What’s more, Terrell noted that despite being of the earliest electronic health record (EHR) adopters in 2005, the organization soon after realized that the EHR wasn’t enough. “We needed to aggregate the data and integrate disparate data platforms. We needed to share data,” she said. Now, Cornerstone has a team of clinical data scientists that analyzes the data coming in and gives it back to the people who need it. “We are starting to pull in demographic data sources so we can think about social determinants of health. The data is out there that could have a significant impact on healthcare if we think about things differently.” Terrell admitted that it’s harder for hospitals to make this population health pivot, as they have much higher fixed costs and assets than medical groups. “We didn’t know if these population health strategies would be welcomed to hospitals,” she said.

In 2011, which Terrell calls “a huge turning point for Cornerstone,” the organization brought in outside consultants, who through a gap analysis, realized it was time to invest in things that were never a stable of the physician group before. Included in that was $25 million in borrowed money when shareholders agreed that it was time to shift towards a pay-for-value model. “We all signed our names to that. The debt was personal,” Terrell said. Then in 2013, Terrell paved the way for the launching of Cornerstone Health Enablement Strategic Solutions (CHESS), a company dedicated to helping health systems and other medical groups make the transition to value-based medicine. The message was loud and clear: Cornerstone was committed to value-based care.

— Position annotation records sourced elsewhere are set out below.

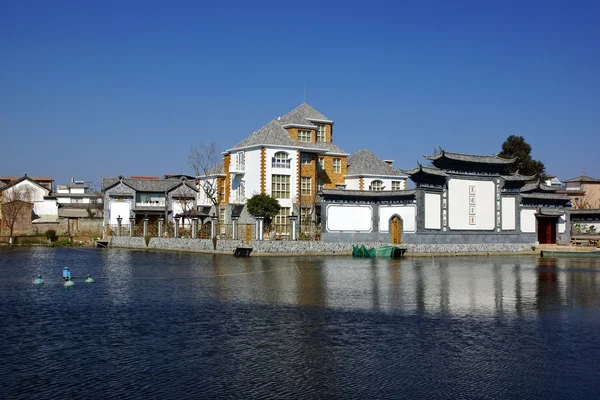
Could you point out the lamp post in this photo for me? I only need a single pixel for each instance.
(259, 227)
(194, 227)
(234, 219)
(213, 227)
(119, 220)
(293, 219)
(145, 225)
(160, 222)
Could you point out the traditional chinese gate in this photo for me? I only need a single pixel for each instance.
(396, 230)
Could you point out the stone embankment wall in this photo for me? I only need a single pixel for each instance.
(276, 247)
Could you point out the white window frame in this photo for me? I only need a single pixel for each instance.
(376, 185)
(321, 133)
(281, 221)
(305, 158)
(280, 186)
(305, 186)
(337, 165)
(281, 159)
(304, 136)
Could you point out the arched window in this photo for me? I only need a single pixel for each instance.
(281, 160)
(376, 186)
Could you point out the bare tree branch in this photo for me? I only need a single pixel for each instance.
(14, 201)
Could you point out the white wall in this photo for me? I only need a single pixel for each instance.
(407, 213)
(471, 205)
(352, 183)
(119, 207)
(509, 214)
(349, 218)
(48, 207)
(252, 175)
(528, 221)
(433, 204)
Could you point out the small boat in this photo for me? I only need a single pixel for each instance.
(567, 253)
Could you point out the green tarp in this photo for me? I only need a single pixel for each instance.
(383, 251)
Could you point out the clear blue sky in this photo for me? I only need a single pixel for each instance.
(92, 89)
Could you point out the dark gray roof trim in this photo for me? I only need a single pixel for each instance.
(518, 178)
(148, 185)
(582, 178)
(302, 115)
(272, 133)
(494, 159)
(367, 193)
(363, 162)
(425, 170)
(552, 212)
(549, 196)
(529, 187)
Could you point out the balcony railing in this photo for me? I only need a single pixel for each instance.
(281, 164)
(239, 200)
(150, 203)
(237, 168)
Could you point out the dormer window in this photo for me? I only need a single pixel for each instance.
(281, 160)
(321, 133)
(304, 136)
(376, 186)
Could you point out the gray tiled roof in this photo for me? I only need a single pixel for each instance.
(582, 178)
(363, 162)
(425, 170)
(537, 185)
(367, 193)
(518, 177)
(147, 185)
(545, 195)
(272, 133)
(302, 115)
(552, 212)
(494, 159)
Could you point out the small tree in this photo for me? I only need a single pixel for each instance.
(205, 159)
(15, 200)
(263, 205)
(517, 147)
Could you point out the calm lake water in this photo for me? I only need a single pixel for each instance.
(180, 325)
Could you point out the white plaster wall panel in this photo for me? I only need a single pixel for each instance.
(562, 223)
(352, 183)
(528, 221)
(471, 205)
(407, 213)
(49, 207)
(252, 175)
(121, 208)
(292, 172)
(433, 216)
(349, 218)
(509, 214)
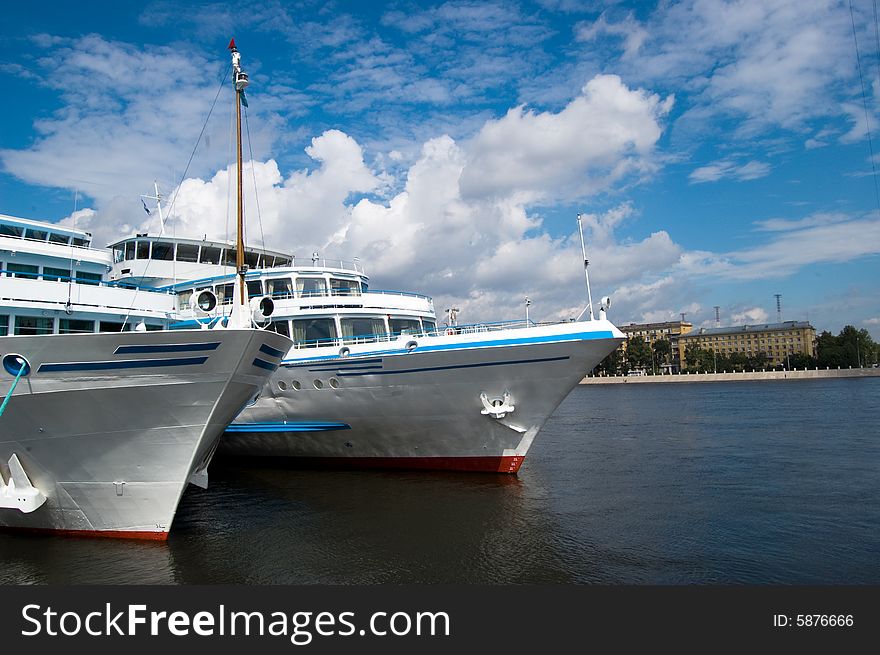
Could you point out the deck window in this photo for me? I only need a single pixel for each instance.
(59, 238)
(280, 288)
(36, 235)
(183, 299)
(111, 326)
(209, 255)
(224, 293)
(75, 326)
(163, 251)
(88, 278)
(23, 270)
(56, 274)
(404, 326)
(34, 325)
(312, 332)
(362, 328)
(187, 252)
(280, 326)
(343, 287)
(311, 286)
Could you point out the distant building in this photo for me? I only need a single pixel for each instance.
(652, 332)
(776, 340)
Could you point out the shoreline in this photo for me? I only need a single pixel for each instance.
(808, 374)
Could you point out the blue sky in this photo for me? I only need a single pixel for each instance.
(718, 150)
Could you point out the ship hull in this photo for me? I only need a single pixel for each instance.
(110, 427)
(421, 408)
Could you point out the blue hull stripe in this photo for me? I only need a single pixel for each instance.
(455, 366)
(166, 348)
(272, 352)
(341, 361)
(128, 363)
(297, 426)
(262, 363)
(521, 341)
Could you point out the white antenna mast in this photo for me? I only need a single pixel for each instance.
(586, 270)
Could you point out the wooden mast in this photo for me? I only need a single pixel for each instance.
(240, 80)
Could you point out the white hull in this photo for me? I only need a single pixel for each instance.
(388, 406)
(110, 427)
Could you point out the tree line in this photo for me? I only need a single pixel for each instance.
(851, 348)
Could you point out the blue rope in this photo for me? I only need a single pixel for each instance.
(12, 388)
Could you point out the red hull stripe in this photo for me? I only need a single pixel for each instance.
(104, 534)
(510, 464)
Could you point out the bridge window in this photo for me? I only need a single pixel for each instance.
(59, 238)
(75, 326)
(224, 293)
(209, 255)
(311, 286)
(312, 332)
(281, 327)
(354, 328)
(111, 326)
(343, 287)
(23, 270)
(187, 252)
(56, 274)
(36, 235)
(88, 278)
(404, 326)
(280, 288)
(34, 325)
(163, 251)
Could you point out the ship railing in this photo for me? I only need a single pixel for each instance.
(449, 330)
(112, 284)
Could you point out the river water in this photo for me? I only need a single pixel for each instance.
(701, 483)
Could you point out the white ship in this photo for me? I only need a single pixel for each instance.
(107, 416)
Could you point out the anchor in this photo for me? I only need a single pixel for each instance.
(497, 407)
(19, 493)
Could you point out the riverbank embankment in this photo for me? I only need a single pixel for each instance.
(808, 374)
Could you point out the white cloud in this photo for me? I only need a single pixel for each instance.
(602, 135)
(749, 316)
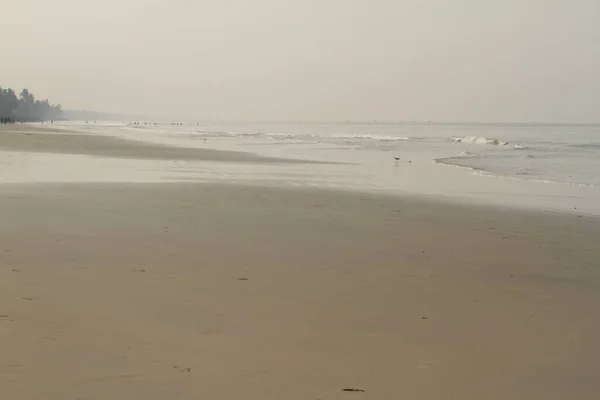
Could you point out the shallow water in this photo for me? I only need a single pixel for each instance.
(545, 167)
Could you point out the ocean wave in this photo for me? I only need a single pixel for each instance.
(467, 154)
(478, 140)
(451, 162)
(382, 138)
(522, 147)
(592, 146)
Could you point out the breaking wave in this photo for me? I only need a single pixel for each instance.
(478, 140)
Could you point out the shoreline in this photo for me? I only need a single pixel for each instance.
(24, 138)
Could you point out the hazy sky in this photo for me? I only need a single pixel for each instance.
(443, 60)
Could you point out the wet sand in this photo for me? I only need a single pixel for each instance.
(191, 291)
(28, 138)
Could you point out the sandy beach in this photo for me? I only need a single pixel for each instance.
(190, 291)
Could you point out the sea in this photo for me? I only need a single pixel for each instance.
(540, 166)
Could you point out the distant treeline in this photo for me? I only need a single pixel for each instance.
(25, 108)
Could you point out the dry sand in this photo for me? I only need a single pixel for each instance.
(189, 291)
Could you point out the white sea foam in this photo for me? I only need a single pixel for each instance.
(478, 140)
(384, 138)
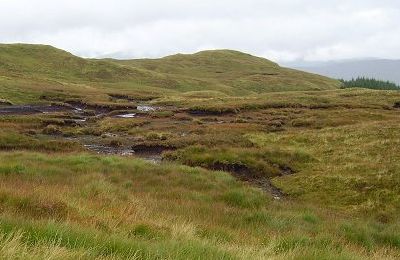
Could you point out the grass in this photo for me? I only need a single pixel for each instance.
(332, 152)
(166, 211)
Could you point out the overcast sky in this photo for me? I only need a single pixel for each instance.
(281, 30)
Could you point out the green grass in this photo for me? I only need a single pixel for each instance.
(333, 152)
(167, 211)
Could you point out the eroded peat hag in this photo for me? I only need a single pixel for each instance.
(32, 109)
(273, 163)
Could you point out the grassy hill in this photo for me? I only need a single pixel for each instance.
(221, 72)
(215, 160)
(233, 72)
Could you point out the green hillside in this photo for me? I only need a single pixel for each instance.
(222, 72)
(214, 155)
(233, 72)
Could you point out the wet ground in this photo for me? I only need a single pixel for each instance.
(151, 156)
(32, 109)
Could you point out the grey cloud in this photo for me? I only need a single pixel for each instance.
(281, 30)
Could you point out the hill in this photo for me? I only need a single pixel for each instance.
(233, 72)
(222, 72)
(192, 157)
(372, 68)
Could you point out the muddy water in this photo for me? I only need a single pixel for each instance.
(31, 109)
(151, 156)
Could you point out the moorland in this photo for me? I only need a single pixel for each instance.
(213, 155)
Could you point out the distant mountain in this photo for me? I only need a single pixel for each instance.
(373, 68)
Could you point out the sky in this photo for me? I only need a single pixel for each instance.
(280, 30)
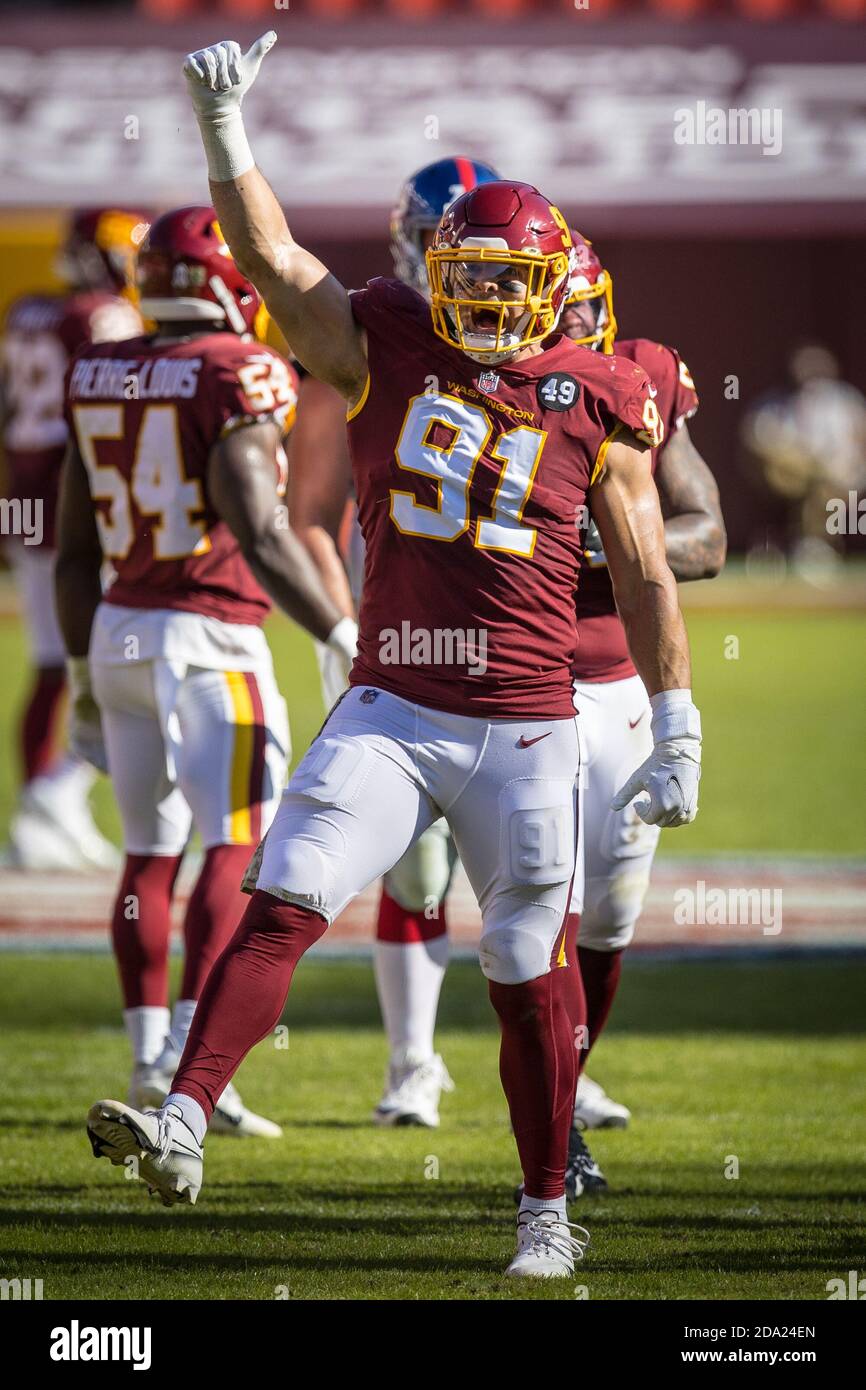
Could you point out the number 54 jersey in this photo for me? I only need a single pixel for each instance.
(471, 485)
(146, 414)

As Terrell showed in her presentation, the results of these endeavors have been more than promising. Clinics embedded with internists, pharmacists, nurse practitioners, and psychiatric professionals were launched, as was a telemedicine service. Caregivers would follow a team-based approach by following patients from the hospital to everywhere else along the continuum. A Medicare Shared Savings Program ACO (accountable care organization) was developed. Eventually, all the primary care practices were recognized as National Committee for Quality Assurance (NCQA) PCMH Level 3—the highest attainable level.

The ACO proved very beneficial as well; in 2014, it had the fourth-lowest cost basis and sixth-highest quality scores in the country. Now, it will be part of the Centers for Medicare & Medicaid Services (CMS) Next Gen ACO model starting in 2016, Terrell said. Interestingly, Terrell said that one hospital that was part of the ACO dropped out, deciding to stay in the fee-for-service world for the time being. That same hospital also attempted to “raid” all of Cornerstone’s specialists, offering to pay them entirely on volume, rather than value, she said. “That may work in the short run, but if you look at our results in the ACO model we were in, it won’t work in the long run,” Terrell said.

What’s more, the analytics and reporting that were done on quality were completely transparent for physicians to see, Terrell noted. “All doctors got scores and utilization reports, and they became really interested in them. The quality is higher now as a result of hard work, culture changes, and transparency inside the group,” she said.

Terrell concluded her presentation by giving, in her opinion, the three transformational waves that will re-shape the health marketplace. The first wave is patient-centered care, taking place until 2016; the next wave, from 2014-2020, is consumer engagement; the third and final wave is the science of prevention, which Terrell said will occur between 2018-2025. “When you start thinking of big data from sources other than healthcare, as well as [the world] of genomics, the industry is not the least bit ready for that right now,” she said. We are in the middle of the first wave and we have two more to go. There is way too much fear of change in the healthcare system because change doesn’t feel safe. The pressure will be on us.”